This is shown by new figures from the Danish Heart Stop Register.
Behind the examination is doctor Kristian Bundgaard Ringgren, who is associated with the cardiac arrest register. According to him, the results may be due to the fact that Denmark has many volunteer helpers when a cardiac arrest occurs.
– If I have to make a bid, then I think it has to do with the fact that we have many Danes who – no matter where the cardiac arrest occurred – are quick to step in and provide high-quality cardiopulmonary resuscitation.
– We know that many Danes are well educated in it and have taken courses. In terms of percentage, we are also some of those in the world who are the best to step in, says Kristian Bundgaard Ringgren.
Among other things, the volunteers are organized through the heart runner project, which TrygFonden is behind.
Since 2017, nearly 125,000 people have signed up as heart runners. This means that up to 20 people are notified through an app when 112 receives a call about a cardiac arrest close by.
It is also one of the reasons why at 80 percent of cardiac arrests in Denmark in 2020, there were witnesses and first aiders who stepped in before the ambulance arrived. In 2001, that figure was 19 percent.
This is what Grethe Thomas, project manager at TrygFonden, says.
– There is no doubt that the last big nod we can attribute to this organization with heart runners.
The heart runners were created with inspiration from Stockholm, after TrygFonden could see that the heart starters around the country were not used.
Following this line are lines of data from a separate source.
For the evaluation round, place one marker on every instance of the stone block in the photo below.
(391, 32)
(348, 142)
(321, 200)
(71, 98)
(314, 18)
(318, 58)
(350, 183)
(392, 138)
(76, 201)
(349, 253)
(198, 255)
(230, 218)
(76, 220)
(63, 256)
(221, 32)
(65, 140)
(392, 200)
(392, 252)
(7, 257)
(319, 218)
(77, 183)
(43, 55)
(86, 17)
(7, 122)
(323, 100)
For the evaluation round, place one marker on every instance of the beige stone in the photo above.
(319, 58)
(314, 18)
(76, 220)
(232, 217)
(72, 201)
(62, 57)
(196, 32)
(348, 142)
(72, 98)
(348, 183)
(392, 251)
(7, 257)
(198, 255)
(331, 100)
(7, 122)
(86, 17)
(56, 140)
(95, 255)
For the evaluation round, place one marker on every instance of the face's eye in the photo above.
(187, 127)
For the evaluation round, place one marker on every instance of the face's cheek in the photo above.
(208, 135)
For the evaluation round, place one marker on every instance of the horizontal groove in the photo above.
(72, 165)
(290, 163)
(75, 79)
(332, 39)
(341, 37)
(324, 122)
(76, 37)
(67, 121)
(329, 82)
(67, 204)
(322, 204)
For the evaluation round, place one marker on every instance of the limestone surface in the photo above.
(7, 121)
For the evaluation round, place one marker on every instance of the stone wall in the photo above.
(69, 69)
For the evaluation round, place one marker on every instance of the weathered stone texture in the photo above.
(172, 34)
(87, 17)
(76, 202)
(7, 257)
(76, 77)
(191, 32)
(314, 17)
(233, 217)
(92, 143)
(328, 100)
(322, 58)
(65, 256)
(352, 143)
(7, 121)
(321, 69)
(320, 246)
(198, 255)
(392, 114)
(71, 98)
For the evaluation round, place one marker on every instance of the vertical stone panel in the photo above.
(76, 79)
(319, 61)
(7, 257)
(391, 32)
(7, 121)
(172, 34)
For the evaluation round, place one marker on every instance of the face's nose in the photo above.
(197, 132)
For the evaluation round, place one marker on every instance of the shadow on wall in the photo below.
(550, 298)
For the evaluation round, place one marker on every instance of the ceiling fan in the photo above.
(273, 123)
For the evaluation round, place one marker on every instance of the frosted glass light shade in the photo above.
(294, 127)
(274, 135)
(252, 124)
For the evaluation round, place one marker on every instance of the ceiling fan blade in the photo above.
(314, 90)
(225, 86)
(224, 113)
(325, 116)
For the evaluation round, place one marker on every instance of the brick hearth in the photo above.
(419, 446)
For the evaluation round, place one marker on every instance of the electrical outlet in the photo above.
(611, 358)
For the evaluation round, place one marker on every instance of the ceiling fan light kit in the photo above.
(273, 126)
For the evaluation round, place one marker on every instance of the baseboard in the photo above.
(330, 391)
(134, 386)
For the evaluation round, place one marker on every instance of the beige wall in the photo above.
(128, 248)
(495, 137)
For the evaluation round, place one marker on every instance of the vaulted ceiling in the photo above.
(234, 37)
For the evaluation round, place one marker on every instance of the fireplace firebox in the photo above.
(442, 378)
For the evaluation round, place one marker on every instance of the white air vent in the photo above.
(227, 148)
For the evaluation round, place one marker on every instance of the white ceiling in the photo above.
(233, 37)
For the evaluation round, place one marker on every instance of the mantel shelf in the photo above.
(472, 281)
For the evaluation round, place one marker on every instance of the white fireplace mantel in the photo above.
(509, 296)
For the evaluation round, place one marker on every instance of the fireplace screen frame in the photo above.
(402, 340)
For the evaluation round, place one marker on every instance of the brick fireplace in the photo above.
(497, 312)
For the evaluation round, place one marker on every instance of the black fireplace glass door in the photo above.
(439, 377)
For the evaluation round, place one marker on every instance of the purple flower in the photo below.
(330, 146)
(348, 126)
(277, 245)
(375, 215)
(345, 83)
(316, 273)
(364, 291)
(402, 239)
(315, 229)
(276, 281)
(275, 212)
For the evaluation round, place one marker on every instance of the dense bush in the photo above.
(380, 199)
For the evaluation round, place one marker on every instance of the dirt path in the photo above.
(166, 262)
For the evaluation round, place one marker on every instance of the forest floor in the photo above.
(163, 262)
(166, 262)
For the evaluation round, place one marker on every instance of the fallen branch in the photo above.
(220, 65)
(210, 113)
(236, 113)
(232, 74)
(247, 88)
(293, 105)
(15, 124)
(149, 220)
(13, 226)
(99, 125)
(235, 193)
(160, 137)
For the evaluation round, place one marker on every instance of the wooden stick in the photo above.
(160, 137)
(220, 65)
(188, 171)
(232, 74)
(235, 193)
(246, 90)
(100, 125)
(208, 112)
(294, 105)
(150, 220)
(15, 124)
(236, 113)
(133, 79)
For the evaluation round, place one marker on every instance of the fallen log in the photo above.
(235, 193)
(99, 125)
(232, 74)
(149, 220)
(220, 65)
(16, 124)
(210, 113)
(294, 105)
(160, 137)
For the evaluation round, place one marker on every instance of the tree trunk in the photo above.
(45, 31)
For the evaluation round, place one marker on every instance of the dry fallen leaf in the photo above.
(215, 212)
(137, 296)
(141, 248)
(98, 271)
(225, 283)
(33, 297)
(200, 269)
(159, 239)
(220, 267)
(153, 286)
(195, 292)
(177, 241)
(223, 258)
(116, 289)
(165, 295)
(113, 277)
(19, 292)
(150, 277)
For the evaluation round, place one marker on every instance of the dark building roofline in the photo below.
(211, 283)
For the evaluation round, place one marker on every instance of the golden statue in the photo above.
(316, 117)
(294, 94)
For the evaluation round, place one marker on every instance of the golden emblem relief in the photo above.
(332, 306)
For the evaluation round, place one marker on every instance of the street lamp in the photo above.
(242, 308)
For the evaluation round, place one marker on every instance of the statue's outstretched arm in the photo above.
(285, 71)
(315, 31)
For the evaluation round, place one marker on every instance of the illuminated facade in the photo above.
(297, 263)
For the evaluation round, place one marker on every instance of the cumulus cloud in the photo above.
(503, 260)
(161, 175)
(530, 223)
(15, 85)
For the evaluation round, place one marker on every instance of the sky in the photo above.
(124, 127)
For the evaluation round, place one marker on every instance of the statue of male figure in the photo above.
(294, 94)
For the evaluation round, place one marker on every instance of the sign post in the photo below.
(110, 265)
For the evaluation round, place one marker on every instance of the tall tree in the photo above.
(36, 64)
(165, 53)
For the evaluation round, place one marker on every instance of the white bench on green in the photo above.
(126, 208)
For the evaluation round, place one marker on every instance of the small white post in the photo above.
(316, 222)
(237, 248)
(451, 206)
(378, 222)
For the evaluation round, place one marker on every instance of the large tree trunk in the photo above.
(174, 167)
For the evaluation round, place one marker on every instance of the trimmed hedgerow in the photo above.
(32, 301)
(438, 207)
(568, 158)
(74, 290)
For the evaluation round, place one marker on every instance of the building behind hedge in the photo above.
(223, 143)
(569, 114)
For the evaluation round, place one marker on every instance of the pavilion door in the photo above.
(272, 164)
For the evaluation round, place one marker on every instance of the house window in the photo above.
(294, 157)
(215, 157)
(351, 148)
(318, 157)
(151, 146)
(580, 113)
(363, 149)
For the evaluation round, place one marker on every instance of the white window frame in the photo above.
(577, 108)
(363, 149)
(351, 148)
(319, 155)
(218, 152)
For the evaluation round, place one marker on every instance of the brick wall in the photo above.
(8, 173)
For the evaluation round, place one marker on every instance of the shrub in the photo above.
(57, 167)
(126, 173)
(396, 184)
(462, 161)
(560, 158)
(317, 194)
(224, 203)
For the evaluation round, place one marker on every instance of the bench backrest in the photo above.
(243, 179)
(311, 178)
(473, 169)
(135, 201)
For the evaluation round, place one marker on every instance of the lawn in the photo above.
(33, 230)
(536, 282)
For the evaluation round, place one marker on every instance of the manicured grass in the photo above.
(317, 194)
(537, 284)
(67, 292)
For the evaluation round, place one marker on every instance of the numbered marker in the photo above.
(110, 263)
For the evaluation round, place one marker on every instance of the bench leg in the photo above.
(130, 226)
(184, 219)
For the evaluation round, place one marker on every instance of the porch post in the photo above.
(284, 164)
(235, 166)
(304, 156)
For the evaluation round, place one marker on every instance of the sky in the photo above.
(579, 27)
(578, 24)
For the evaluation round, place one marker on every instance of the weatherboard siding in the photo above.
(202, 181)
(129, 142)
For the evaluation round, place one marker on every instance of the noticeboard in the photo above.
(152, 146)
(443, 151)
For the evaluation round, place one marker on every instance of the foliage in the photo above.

In 2020, the project became nationwide.
– What we have learned over the past many years is that Danes like to be mobilized to volunteer in a step-by-step culture. You want to help each other and be available to step in for a cardiac arrest, says Grethe Thomas.
If you measure how many volunteers step in with life-saving first aid in the event of a cardiac arrest, and what this means for survival, Denmark is at the very top in the world, she says.
– In relation to the countries we compare ourselves with, we are in the lead in Denmark. The Seattle area in the USA has been ahead of Denmark for many years, but not more now. So we can afford to say that we are world champions in resuscitation in Denmark.
About 4,700 people in Denmark had a cardiac arrest outside a hospital in 2020. 14 percent survived at least 30 days after the cardiac arrest.